Con el tiempo, las anécdotas de Maligno y las batallitas de los alcaldes se arrinconaban en sus conversaciones y ella le hablaba de su padre, que había muerto hace algunos años, y de un novio mayor que todavía la llamaba para verse. Le enseñó el chiringuito de las piscinas, donde su primo les invitaba a claras, la vista desde la torre a todo el valle, el cine cerrado, que demostraba que realmente había existido un cine, y la cafetería del círculo recreativo, donde los viejos leían el ABC mientras se reservaban La Razón sentándose sobre ella. Él empezó a sentir que quizá esta vez todo podría salir bien o simplemente podría salir, como una historia más entre todas las que empiezan en verano, una historia que le demostrase lo absurdo de sus miedos y como, después de todo, se trataba solo de esperar a la persona.
Una mañana, Maligno les anunció que Calamaro tocaría con Los Rodríguez en Pantón y ofrecía una entrevista. Por primera vez, los dos saltaron de la silla al mismo tiempo. Ninguno cedió y la preparon juntos. Él le hizo las preguntas, ella escribió el perfil y el titular se negoció en un agitado viaje de vuelta. Esa noche bebieron mucho licor café, brindaron y decidieron que habían acertado y que eso era lo que querían hacer para ganarse la vida, aunque no tuviese nada que ver con esas clases de la facultad, en las que aprendían cosas como a leer un texto con un bolígrafo en la boca.
Septiembre terminaba, las persianas metálicas de los colegios se levantaban de nuevo, el periódico volvía a engordar y sus sobremesas dejaban de saber a café con hielo. La última semana, Maligno organizó una cena en un mesón a las afueras, un lugar con sonido a tragaperras y la cabeza de un jabalí encima de una chimenea. Exaltados por el alcohol, llegó el momento de sincerarse, el jefe se enteró de su mote y lo celebró tanto que pagó dos rondas y le eligió como pareja de futbolín, obligándole a que le llamasen Maligno toda la noche. Borrachos, se despidieron de los demás y, aunque el Peugeot era más grande, el Visa estaba más cerca.
Él se despertó primero.

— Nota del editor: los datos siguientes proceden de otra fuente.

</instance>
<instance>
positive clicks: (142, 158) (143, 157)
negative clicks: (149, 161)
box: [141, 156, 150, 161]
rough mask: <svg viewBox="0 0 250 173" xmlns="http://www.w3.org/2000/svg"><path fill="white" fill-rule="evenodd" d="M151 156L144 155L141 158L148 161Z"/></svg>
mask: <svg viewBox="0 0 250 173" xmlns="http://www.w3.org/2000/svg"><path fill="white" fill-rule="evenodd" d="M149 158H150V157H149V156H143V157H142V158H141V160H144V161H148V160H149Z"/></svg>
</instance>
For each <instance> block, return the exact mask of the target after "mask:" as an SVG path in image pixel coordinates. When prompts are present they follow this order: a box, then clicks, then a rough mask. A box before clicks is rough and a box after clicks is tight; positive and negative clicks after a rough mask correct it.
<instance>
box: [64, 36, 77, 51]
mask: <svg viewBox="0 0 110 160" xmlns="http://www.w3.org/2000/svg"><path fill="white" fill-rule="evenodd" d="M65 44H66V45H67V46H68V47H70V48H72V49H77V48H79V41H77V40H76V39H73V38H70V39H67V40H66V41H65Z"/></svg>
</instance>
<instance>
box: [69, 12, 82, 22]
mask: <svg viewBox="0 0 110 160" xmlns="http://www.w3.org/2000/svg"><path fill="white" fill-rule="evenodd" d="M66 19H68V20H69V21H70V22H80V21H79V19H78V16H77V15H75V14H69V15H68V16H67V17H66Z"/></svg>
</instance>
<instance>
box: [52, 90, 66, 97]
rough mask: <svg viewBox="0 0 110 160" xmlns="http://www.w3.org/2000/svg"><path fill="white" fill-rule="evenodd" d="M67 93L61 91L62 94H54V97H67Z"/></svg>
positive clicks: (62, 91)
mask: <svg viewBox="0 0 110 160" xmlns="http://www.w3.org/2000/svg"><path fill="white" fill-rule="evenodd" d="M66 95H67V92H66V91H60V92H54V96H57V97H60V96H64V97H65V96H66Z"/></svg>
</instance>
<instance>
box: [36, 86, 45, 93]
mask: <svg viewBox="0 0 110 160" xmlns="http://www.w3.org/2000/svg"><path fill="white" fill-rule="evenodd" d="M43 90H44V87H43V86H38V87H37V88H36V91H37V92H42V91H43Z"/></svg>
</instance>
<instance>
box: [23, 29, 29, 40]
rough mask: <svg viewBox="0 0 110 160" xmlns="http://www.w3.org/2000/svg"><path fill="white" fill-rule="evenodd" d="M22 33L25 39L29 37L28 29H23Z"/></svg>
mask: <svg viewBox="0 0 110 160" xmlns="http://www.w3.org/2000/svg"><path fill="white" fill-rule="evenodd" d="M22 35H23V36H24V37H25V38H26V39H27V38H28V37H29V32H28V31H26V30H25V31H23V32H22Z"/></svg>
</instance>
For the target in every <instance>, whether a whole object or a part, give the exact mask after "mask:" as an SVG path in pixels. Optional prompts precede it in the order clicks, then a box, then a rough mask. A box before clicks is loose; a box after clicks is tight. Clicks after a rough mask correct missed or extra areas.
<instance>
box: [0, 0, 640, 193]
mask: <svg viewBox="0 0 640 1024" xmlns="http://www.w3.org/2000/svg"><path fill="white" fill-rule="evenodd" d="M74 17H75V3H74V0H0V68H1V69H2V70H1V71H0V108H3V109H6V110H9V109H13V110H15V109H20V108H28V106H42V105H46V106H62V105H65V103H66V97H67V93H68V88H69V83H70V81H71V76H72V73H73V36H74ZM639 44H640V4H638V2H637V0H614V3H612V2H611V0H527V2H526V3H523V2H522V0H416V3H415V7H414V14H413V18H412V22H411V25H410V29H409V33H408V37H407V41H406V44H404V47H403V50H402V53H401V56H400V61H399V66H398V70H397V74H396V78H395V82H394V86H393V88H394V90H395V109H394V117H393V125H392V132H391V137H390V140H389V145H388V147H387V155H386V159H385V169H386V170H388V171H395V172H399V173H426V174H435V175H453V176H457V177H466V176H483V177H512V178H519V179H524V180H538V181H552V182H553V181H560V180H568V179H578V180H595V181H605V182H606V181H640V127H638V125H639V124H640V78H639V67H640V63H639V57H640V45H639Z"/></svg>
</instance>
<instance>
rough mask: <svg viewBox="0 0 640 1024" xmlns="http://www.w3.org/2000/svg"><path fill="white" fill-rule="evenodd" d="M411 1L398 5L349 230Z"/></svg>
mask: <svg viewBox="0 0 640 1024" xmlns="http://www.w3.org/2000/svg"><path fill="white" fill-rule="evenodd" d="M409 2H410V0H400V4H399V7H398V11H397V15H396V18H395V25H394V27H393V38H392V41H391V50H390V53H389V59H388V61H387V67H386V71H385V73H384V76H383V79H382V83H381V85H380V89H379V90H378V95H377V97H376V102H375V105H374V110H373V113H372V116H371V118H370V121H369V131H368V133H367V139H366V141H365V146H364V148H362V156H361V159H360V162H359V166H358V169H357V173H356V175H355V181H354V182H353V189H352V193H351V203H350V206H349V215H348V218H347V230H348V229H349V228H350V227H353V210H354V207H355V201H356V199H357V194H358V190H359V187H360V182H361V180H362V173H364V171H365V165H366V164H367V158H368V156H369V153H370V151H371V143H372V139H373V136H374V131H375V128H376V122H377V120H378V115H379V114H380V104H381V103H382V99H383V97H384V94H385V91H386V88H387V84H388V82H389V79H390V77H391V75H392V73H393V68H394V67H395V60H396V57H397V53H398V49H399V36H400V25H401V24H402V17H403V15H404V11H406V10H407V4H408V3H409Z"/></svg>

A través de la ventanilla del coche, vio la niebla saliendo del río. Sin moverse por miedo a despertarla, la miró con calma, cada línea, examinándola. Decidió que era hermosa y se sintió triste. Parecía que había pasado un año desde la mañana del aparcamiento, cuando todo era posible. En unos días se verían en Santiago, con un montón de cuadernos Oxford listos para estrenar. Conduciendo de regreso a casa, tuvo el presentimiento de avanzar hacia un lugar equivocado y de que, por dulce y suave que fuese aquella carretera, tarde o temprano no tendría más remedio que parar y encontrar su dirección.